Palestine Drinks, a Swedish company that launched in February, sells an average of 3 to 4 million cans of their drinks (one is a cola) per month, co-founder Mohamed Kiswani tells Al Jazeera. Matrix Cola, created in Jordan in 2008 as a local alternative to Coke and Pepsi and which operates its main SodaStream factory in the Israeli-occupied West Bank, reported in January that production had doubled in recent months. And Spiro Spathis, Egypt’s oldest carbonated drinks company, saw a big spike in sales during their “100% Made in Egypt” campaign last year.
Jeff Handmaker, an associate professor of legal sociology at Erasmus University Rotterdam in the Netherlands, says that consumer boycotts aim to hold companies responsible by generating awareness of corporate or institutional complicity in atrocity crimes.

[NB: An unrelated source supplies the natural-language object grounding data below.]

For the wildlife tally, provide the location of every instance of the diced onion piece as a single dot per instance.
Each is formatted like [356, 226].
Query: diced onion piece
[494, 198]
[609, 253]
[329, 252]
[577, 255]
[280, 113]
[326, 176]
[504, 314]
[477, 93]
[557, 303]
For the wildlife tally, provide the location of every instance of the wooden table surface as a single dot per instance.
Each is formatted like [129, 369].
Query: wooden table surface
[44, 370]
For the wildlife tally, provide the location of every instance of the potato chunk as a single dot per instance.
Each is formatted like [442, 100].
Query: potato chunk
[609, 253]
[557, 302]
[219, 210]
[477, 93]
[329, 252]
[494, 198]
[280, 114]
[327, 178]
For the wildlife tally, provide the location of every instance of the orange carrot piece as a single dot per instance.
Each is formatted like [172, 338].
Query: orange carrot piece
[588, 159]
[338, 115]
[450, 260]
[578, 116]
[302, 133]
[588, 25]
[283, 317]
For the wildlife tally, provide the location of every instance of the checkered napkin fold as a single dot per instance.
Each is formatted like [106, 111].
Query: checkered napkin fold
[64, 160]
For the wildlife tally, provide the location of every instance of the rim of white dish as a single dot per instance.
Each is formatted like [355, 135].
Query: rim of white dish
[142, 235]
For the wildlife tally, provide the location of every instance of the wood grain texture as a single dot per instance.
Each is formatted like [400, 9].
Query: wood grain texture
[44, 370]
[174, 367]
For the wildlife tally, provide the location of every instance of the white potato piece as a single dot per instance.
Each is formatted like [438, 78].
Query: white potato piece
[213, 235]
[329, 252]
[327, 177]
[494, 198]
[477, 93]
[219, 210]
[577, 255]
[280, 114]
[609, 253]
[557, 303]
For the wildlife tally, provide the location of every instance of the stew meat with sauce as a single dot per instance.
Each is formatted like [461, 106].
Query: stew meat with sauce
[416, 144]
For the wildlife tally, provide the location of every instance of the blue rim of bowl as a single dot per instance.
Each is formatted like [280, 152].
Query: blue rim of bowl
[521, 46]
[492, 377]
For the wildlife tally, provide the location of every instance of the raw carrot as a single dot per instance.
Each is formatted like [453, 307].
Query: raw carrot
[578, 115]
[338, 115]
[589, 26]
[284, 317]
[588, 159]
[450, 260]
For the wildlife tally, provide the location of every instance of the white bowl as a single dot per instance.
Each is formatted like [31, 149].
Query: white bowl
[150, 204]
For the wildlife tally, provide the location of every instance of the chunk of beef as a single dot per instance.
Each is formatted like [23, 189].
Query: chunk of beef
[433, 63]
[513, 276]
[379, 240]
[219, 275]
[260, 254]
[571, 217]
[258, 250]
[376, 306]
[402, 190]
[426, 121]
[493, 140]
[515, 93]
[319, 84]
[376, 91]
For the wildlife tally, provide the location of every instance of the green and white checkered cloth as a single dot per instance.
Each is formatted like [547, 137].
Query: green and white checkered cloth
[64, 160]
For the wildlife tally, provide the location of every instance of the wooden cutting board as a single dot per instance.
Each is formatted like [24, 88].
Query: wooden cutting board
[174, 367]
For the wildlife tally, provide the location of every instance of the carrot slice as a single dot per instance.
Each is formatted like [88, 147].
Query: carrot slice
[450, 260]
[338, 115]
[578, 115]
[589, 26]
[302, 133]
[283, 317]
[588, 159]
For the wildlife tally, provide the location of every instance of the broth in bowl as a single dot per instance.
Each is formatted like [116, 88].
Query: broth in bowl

“In this regard, the campaign to boycott Coke is evidently successful,” Handmaker adds.
Qashoo is now working on the next version of Gaza Cola, one with more fizziness. Meanwhile, he hopes that every sip of Gaza Cola reminds people of Palestine’s plight.
“We need to remind generations after generations of this horrible holocaust,” he says. “It’s happening and it’s been happening for 75 years.”
“It just needs to be a tiny, gentle reminder, like, ‘By the way, enjoy your drink, greetings from Palestine’.”